LAST_VALUE() ignores Window partition

I have a table of Ids which are versioned by timestamp (its just a DataVault satellite table) and I´d like to utilize window functions to get the most recent version of each Id like so:

    SELECT a.*
    FROM odp.s_entity_access a
    inner join (
        SELECT last_value(_id) OVER(PARTITION BY entity_id order by lddts) as rid
        FROM odp.s_entity_access
    ) b on a._id = b.rid
;

Unfortunately LAST_VALUE() seems to always return the value in the current_row instead of the last row in its partition, so my query just returns all rows.

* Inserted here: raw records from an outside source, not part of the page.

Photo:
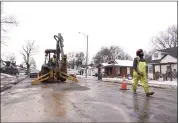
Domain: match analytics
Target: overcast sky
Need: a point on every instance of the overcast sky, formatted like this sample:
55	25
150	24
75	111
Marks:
130	25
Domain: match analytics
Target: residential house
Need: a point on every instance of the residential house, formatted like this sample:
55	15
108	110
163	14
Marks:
117	68
163	64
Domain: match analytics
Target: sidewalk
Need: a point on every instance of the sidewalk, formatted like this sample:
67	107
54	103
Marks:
152	83
7	81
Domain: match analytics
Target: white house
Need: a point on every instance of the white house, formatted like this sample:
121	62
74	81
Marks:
117	68
163	61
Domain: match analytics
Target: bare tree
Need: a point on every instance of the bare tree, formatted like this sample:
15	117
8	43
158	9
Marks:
11	57
28	50
5	22
166	39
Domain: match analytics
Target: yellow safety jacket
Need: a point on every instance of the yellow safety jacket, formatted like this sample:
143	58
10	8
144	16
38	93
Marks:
54	60
141	66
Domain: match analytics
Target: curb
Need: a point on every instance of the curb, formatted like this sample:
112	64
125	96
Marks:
9	85
155	86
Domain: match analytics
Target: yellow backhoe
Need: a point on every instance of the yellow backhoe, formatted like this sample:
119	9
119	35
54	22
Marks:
57	72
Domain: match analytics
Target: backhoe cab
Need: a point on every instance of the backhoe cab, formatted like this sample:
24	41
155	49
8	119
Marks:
54	71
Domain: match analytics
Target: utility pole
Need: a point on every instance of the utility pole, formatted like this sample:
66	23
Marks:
87	56
86	52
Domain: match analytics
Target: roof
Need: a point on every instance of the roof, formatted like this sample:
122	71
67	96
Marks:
149	60
171	51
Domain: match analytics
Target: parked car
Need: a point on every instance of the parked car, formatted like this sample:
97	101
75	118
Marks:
34	73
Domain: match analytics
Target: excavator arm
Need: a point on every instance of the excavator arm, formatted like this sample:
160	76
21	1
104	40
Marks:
60	72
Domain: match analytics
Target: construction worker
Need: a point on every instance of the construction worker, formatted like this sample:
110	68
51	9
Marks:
53	61
140	73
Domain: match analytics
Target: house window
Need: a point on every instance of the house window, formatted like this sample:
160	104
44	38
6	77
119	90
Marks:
156	55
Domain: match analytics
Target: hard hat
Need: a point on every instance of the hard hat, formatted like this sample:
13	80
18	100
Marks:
139	52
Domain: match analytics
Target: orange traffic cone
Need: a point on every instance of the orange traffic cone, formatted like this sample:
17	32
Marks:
124	85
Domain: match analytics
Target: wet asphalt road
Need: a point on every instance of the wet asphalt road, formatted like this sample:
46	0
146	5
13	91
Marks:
87	101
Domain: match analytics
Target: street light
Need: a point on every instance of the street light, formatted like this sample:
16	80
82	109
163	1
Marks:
86	52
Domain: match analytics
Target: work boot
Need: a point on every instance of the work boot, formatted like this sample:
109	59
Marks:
149	93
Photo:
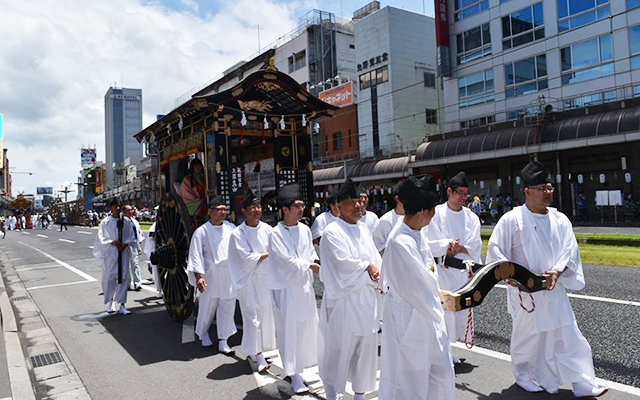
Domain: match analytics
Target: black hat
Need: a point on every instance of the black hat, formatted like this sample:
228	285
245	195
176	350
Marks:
459	180
347	191
418	193
534	174
288	194
216	201
250	199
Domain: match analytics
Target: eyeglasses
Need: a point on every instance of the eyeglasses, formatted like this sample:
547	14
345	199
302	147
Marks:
543	188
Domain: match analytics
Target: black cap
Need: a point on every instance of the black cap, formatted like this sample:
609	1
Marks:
418	193
460	180
534	174
216	201
347	191
288	194
250	199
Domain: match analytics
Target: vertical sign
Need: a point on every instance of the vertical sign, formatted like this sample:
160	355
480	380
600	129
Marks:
443	52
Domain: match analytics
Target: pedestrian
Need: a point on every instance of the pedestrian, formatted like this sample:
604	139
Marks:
461	227
248	252
547	347
107	246
63	221
349	320
208	269
291	264
415	352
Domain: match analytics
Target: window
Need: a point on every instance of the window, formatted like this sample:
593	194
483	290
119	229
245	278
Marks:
466	8
522	26
373	78
475	89
525	76
575	13
432	116
634	39
429	80
587	60
474	43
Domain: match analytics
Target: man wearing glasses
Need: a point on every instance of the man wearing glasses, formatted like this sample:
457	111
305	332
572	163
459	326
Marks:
547	347
247	266
209	271
290	267
461	228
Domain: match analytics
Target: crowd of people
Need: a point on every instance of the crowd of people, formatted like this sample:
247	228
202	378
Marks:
378	274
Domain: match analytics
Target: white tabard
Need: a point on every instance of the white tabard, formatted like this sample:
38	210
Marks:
384	227
290	278
416	353
465	226
208	256
104	250
248	275
349	319
546	344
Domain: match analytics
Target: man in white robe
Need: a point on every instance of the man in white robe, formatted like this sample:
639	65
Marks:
349	321
106	247
291	264
209	271
248	268
416	353
369	218
461	227
388	221
547	347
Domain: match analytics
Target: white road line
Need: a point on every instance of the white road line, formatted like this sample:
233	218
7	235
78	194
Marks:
75	270
595	298
58	285
505	357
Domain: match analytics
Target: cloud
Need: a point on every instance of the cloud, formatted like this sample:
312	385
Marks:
59	58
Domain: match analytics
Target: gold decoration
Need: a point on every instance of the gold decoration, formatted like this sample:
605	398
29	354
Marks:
261	106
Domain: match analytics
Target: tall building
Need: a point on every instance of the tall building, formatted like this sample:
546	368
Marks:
398	99
123	119
553	80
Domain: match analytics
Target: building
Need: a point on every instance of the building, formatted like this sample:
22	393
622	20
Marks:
553	80
123	119
398	99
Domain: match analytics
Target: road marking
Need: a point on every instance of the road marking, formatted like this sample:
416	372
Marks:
58	285
505	357
75	270
595	298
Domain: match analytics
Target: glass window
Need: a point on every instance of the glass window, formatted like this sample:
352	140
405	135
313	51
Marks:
576	13
466	8
586	60
474	43
523	26
475	89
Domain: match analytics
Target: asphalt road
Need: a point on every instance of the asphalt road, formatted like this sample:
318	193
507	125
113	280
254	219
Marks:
146	355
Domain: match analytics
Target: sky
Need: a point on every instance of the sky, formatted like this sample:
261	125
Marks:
59	58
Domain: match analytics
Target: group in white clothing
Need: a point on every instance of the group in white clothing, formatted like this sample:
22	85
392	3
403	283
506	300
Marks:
270	271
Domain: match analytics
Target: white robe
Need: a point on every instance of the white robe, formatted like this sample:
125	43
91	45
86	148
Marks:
416	353
465	226
349	320
208	256
104	250
384	227
370	219
248	275
546	345
290	278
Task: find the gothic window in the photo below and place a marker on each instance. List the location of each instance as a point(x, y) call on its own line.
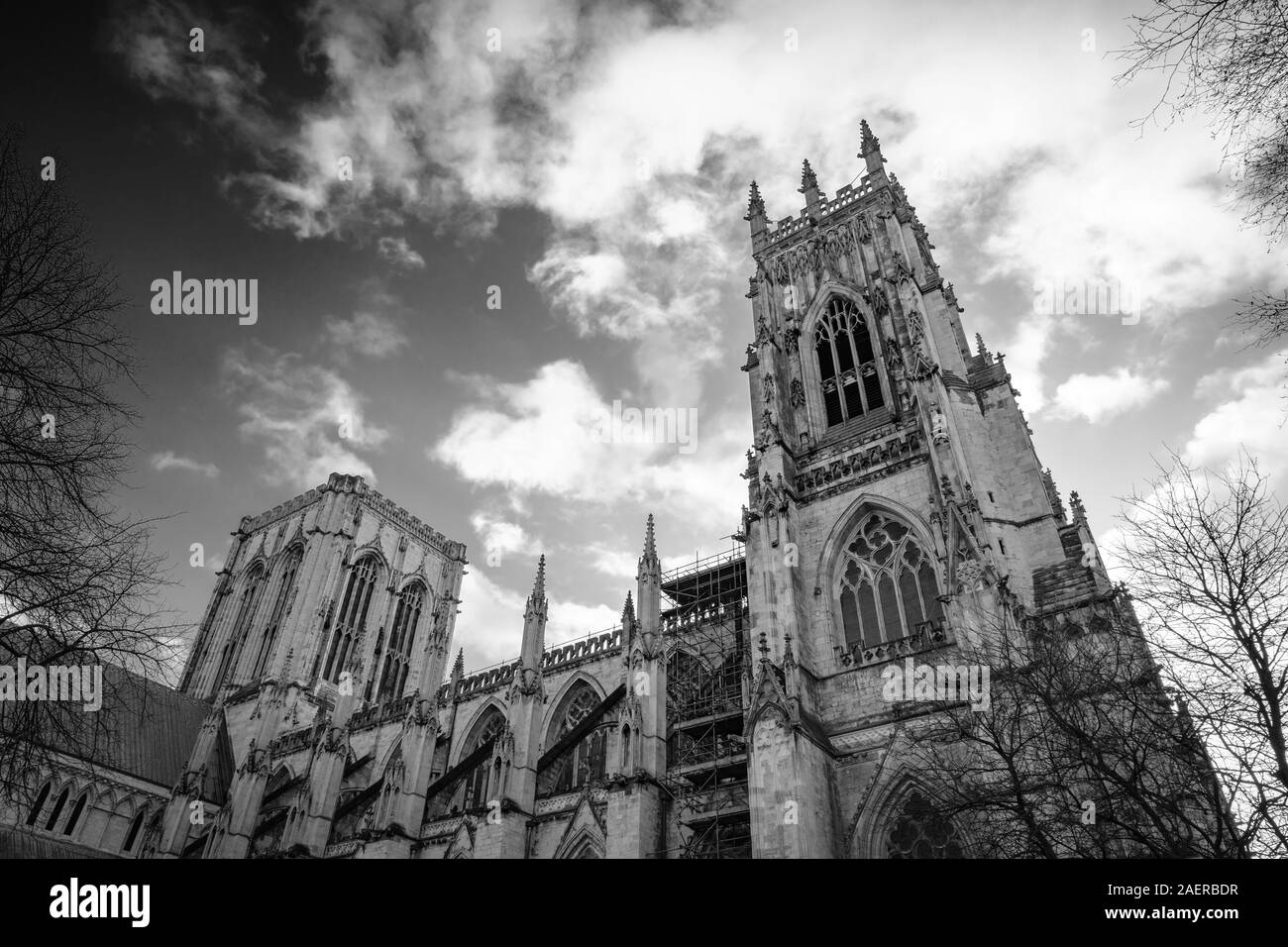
point(39, 804)
point(56, 812)
point(352, 617)
point(76, 813)
point(249, 600)
point(918, 831)
point(585, 762)
point(397, 661)
point(887, 583)
point(134, 831)
point(846, 364)
point(484, 732)
point(278, 613)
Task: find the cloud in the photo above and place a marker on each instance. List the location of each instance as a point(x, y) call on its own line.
point(368, 334)
point(490, 622)
point(1252, 416)
point(450, 124)
point(548, 436)
point(168, 460)
point(307, 418)
point(500, 538)
point(1100, 397)
point(397, 252)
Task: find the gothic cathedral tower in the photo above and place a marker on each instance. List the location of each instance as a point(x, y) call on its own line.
point(896, 506)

If I don’t use PARTITION BY I get the last Rowid of all rows

As entity_id and lddts are the Primary key, I also joined them together and hashed them as an artifical primary key but this returns the same results as using _id

As A workaround I might using GROUP BY and join via the timestamps (as _id won’t be sortable/linear ascending I guess), but I am afraid that this might be significantly slower with a lot of rows.

Am I using LAST_VALUE() in a wrong way, or is this a bug?

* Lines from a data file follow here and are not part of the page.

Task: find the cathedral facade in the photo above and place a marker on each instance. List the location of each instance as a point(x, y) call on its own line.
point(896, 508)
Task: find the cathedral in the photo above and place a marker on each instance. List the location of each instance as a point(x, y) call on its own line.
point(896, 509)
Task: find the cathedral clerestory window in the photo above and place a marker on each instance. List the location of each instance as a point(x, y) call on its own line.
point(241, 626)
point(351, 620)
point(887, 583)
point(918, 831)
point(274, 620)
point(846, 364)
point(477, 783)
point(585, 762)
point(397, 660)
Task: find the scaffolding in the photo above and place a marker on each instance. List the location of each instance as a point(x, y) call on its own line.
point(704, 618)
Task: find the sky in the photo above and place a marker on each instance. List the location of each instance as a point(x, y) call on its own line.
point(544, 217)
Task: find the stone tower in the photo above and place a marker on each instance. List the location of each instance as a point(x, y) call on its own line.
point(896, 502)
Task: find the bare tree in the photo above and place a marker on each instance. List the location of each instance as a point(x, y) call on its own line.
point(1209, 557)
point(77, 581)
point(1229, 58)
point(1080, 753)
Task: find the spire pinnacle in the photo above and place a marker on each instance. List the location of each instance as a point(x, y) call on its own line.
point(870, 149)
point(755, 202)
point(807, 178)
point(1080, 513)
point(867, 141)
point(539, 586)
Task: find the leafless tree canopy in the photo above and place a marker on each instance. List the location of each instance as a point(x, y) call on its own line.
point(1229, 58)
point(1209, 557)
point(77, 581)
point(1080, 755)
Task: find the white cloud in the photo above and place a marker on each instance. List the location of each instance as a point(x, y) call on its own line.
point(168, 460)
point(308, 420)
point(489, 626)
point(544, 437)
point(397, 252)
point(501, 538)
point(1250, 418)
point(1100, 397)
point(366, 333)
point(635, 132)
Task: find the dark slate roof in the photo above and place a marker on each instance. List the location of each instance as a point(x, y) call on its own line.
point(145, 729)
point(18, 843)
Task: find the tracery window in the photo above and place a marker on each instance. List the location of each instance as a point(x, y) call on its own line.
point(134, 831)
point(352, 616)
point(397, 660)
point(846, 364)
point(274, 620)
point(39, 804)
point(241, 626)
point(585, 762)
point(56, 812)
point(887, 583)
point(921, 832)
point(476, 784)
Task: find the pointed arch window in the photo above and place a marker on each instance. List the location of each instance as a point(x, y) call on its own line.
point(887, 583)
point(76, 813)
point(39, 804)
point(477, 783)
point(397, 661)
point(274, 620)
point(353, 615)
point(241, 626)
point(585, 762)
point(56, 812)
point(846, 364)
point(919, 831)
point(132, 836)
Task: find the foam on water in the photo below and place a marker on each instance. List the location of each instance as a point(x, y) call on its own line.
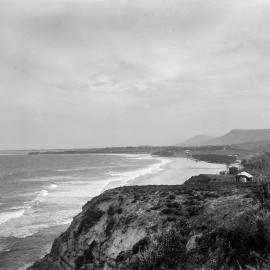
point(123, 178)
point(8, 215)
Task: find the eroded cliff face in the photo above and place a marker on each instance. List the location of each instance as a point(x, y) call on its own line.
point(126, 228)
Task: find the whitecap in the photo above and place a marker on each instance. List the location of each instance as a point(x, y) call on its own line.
point(8, 215)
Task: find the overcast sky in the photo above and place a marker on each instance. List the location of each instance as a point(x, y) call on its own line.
point(107, 73)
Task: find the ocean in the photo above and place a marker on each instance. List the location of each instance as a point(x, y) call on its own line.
point(40, 194)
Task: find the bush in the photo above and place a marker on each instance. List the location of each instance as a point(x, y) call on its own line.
point(233, 170)
point(166, 251)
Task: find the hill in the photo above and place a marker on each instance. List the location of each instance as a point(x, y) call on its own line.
point(210, 222)
point(235, 136)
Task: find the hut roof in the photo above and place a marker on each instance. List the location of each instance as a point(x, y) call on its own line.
point(245, 174)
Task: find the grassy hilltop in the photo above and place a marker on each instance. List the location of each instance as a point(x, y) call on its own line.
point(210, 222)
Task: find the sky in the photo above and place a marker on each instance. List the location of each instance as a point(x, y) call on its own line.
point(119, 72)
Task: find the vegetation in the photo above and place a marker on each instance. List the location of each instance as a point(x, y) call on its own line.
point(259, 166)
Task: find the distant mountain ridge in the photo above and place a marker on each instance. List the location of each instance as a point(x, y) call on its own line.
point(235, 136)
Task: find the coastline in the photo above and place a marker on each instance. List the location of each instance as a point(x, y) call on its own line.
point(177, 171)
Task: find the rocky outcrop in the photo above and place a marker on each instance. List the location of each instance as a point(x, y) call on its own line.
point(139, 227)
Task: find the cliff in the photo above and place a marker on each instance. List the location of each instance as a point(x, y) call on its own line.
point(208, 222)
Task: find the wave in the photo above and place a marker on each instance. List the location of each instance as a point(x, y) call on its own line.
point(8, 215)
point(124, 178)
point(53, 186)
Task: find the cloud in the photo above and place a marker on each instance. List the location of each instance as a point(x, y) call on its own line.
point(125, 65)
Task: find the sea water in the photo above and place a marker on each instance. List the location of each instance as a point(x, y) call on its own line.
point(40, 194)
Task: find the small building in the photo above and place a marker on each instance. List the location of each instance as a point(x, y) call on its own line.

EDIT: I found a good workaround utilizing row_number() instead of last_value() but still its not clear to me why one window function works as expected in the same partition/order by and the other does not

    SELECT a.*
    FROM odp.s_entity_access a
    inner join (
        SELECT ROW_NUMBER() OVER(PARTITION BY entity_id order by lddts desc) as ind,_id
        FROM odp.s_entity_access
    ) b on b.ind = 1 and a._id = b._id
;

I think this might be related to the default frame (https://crate.io/docs/crate/reference/en/4.6/general/builtins/window-functions.html#window-definition)

The default frame definition is RANGE BETWEEN UNBOUNDED PRECEDING AND CURRENT ROW . If frame_end is omitted it defaults to CURRENT ROW .

SELECT DISTINCT grp,
    FIRST_VALUE(ts) OVER (w) as "first_at_ts",
    FIRST_VALUE(val) OVER (w) as "first_val",
    LAST_VALUE(ts) OVER (w) as "last_at_ts",
    LAST_VALUE(val) OVER  (w) as "last_val"
FROM firstlast
WINDOW w AS (PARTITION BY grp ORDER BY ts  RANGE BETWEEN UNBOUNDED PRECEDING AND UNBOUNDED FOLLOWING);
1 Like

mhm…but why do other window functions deliver correct results then (see OP-Edit … btw. row_number() correctly counts/increments all partition members)? Also I tried to pass LAST_VALUE() either the _id, or the ts…both didn’t work as expected.

I also tried to set specific frame_end with UNBOUNDED FOLLOWING… still getting all group members returned (current rows)

Could the difference between ROW_NUMBER() and LAST_VALUE() be, that the ordering is different?

PARTITION BY entity_id order by lddts

and

PARTITION BY entity_id order by lddts desc

well…yes, because the very different nature of last_value() and row_number() and how my workaround actually works, thats obviously a difference… nevertheless: it SHOULD also work with last_value() and a correctly defined window, shouldn’it?

The combination first_value() and PARTITION BY entity_id ORDER BY lddts desc RANGE BETWEEN UNBOUNDED PRECEDING AND UNBOUNDED FOLLOWING doesn’t work either

1 Like